Le réalisateur israélien Yuval Abraham (à gauche) et le réalisateur palestinien Basel Adra s’expriment sur scène après avoir reçu le prix du documentaire pour « No Other Land » lors du 74e Festival international du film de Berlin, le 24 février 2024 à Berlin. (John MacDougall/AFP via Getty Images)

« Cette situation d’apartheid entre nous, cette inégalité, cela doit cesser » Abraham a déclaré lors de son discours d’acceptation au Festival du film de Berlin en février 2024où le film a été présenté en première et a remporté un prix du documentaire. Adra a déclaré qu’Israël était en train de commettre un « massacre » de Palestiniens et a dénoncé les ventes d’armes allemandes à Israël. La télévision israélienne a déclaré que le discours d’Abraham était antisémite, ce qui, selon Abraham, avait conduit à des menaces de mort. Lors de la sortie du film en Allemagne cet automne, la ville de Berlin a accusé le film de « présenter un contenu antisémite » une accusation à laquelle le propre directeur du festival s’est opposé.

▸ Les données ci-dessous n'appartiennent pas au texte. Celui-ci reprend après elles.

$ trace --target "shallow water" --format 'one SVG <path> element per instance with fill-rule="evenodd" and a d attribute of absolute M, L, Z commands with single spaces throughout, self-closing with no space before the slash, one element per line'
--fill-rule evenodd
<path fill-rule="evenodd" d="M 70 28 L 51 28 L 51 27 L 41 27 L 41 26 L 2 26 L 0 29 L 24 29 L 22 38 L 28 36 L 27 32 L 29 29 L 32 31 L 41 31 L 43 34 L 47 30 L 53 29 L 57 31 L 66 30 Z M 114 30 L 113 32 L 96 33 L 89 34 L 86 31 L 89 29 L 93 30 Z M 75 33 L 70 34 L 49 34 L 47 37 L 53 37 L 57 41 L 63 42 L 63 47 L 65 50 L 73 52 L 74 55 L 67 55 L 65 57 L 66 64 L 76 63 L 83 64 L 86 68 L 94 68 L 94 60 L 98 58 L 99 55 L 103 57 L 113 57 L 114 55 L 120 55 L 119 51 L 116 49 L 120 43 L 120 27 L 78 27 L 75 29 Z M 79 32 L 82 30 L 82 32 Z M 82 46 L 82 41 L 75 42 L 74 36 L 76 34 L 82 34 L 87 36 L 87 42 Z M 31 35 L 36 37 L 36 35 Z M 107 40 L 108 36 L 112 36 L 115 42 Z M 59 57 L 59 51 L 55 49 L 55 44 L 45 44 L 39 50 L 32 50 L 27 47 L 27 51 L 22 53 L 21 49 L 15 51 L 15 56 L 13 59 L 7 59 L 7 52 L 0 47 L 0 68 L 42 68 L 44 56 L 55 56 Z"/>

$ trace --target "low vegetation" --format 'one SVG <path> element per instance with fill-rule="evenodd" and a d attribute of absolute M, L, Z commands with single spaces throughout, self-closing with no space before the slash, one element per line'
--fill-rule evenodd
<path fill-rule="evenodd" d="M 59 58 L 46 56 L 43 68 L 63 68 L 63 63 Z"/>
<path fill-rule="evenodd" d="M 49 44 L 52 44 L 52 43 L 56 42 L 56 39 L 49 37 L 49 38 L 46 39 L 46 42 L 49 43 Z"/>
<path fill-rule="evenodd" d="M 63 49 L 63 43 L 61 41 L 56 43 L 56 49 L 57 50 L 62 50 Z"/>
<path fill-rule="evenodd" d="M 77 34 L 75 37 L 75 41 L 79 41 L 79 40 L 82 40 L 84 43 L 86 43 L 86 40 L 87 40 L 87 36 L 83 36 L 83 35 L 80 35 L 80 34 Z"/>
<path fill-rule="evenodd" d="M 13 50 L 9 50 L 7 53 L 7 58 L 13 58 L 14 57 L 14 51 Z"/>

Les critiques de cinéma américains, dont plusieurs juifs, ont farouchement défendu le film. David Ehrlich, le principal critique de cinéma juif d’Indiewire, l’a nommé deuxième meilleur film de l’année et s’est associé à Adra pour lancer une collecte de fonds pour la Société du Croissant-Rouge palestinien.

«Je pensais que c’était plus qu’un film», a déclaré le critique de cinéma juif J. Hoberman. qui a nommé « No Other Land » le meilleur film de l’année dans le magazine Artforum, a déclaré à JTA. « J’étais vraiment heureux d’avoir un film qui parlait si franchement de ce que je perçois comme une terrible injustice. »

Les initiés de l’industrie ont émis l’hypothèse que le film n’a pas trouvé de distributeur parce que les sociétés américaines ne veulent pas avoir à supporter le casse-tête de soutenir un film qui critique Israël après le 7 octobre.

« Aucune entreprise ne pense pouvoir prendre le risque du bagage que ce film pourrait apporter, qu’elle soit ou non d’accord avec la perspective qu’il contient », Eric Kohn, directeur créatif juif du studio de production de nouveaux médias EDGLRD et ancien critique de cinéma, » a récemment déclaré à JTA. (« Israelism », un autre documentaire critique d’Israël, a également connu un succès populaire pendant des mois avant d’être racheté par le nouveau distributeur palestinien Watermelon Films.)

Le film partage des thèmes avec « 5 caméras cassées » un documentaire acclamé de 2011 sur un résident palestinien de Cisjordanie coincé au milieu de la construction d’une colonie israélienne. Le film précédent avait également été co-réalisé par des Israéliens et des Palestiniens et avait également été nominé pour un Oscar. Contrairement à « No Other Land », « 5 Broken Cameras » a été largement projeté par un distributeur américain et finalement diffusé à l’échelle nationale sur PBS.